Nicht-medikamentöse Therapie

  • Kognitives Training: Experimentelle und klinische Daten zeigen, dass kognitives Training Gedächtnisfunktionen älterer Menschen verbessern können - auch, wenn sie sich möglicherweise im Frühstadium der Alzheimer-Krankheit befinden.
  • Psychotherapie: Dazu gehören Depressionen, Angst, Unruhe, Aggression, Teilnahmslosigkeit, Wahnvorstellungen und Halluzinationen.
  • Ergotherapie: Ergotherapeuten helfen den Betroffenen, ihre Alltagsfähigkeiten zu erhalten und zu verbessern.
  • Physiotherapie: Physiotherapeuten unterstützen die Betroffenen, ihre körperliche Beweglichkeit und Koordination zu erhalten.
  • Musiktherapie: Musik kann eine positive Wirkung auf die Stimmung und das Verhalten von Demenzkranken haben.

Weitere Maßnahmen

  • Unterstützung für Angehörige: Wenn Sie eine nahestehende Person mit Alzheimer im Umfeld haben oder sogar pflegen, ist es wichtig, dass Sie sich mit der Erkrankung und den möglichen Entlastungsangeboten beschäftigen.

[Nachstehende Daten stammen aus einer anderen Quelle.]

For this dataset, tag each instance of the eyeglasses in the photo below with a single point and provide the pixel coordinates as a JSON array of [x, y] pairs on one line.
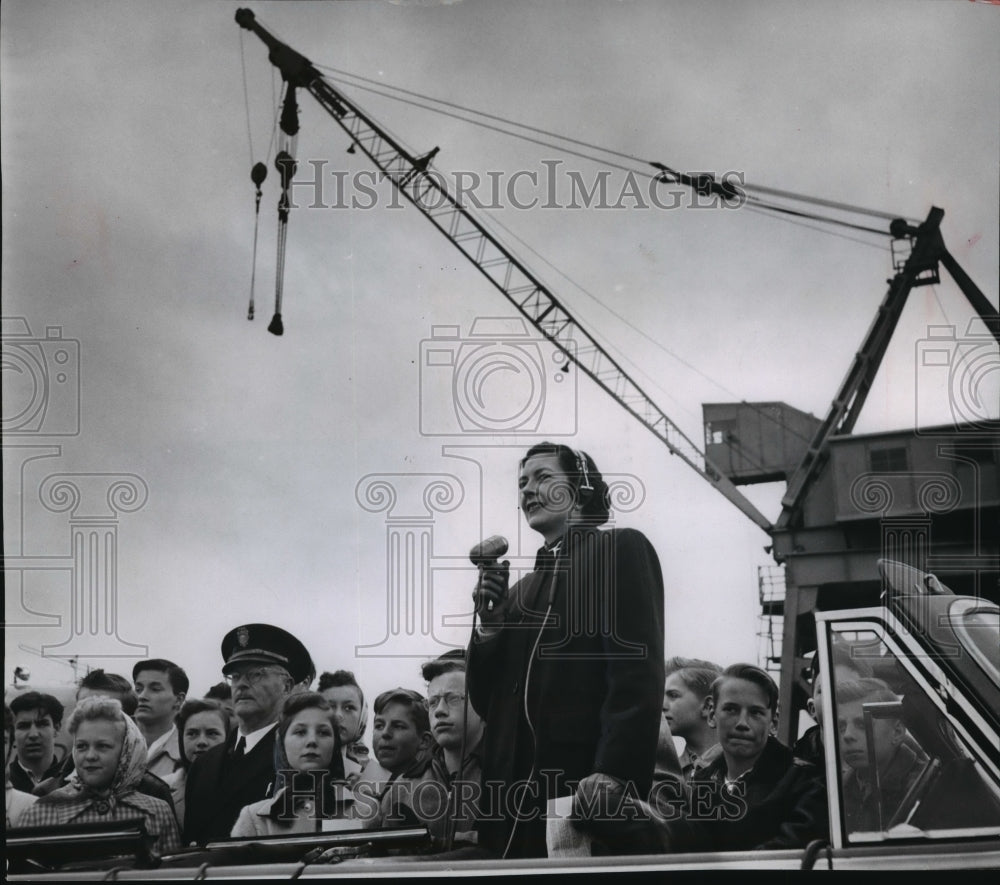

Wer mehr über die Alzheimer-Krankheit weiß, kann besser damit umgehen.
  • Patientenverfügung: Eine Patientenverfügung stellt sicher, dass Ihre medizinischen Wünsche auch in unerwarteten Situationen respektiert werden und bewahrt so Ihre Selbstbestimmung.

Prävention

Obwohl die Alzheimer-Krankheit nicht vollständig verhindert werden kann, gibt es einige Maßnahmen, die das Risiko einer Erkrankung verringern können:

  • Gesunde Lebensweise: Eine ausgewogene Ernährung, regelmäßige körperliche Aktivität und der Verzicht auf Rauchen können das Risiko einer Demenzerkrankung senken.
  • Kognitive Aktivität: Geistige Aktivitäten wie das Lösen von Kreuzworträtseln, Schachspielen oder Lesen scheinen die kognitive Reserve zu erhöhen und damit das Auftreten von Demenzen verzögern zu können.
  • Vaskuläre Risikofaktoren kontrollieren: Hypertonie, Diabetes und hohe Cholesterinwerte sollten behandelt werden, um das Risiko von Herz-Kreislauf-Erkrankungen und Demenz zu verringern.
  • Soziale Kontakte pflegen: Soziale Isolation kann das Risiko einer Demenzerkrankung erhöhen.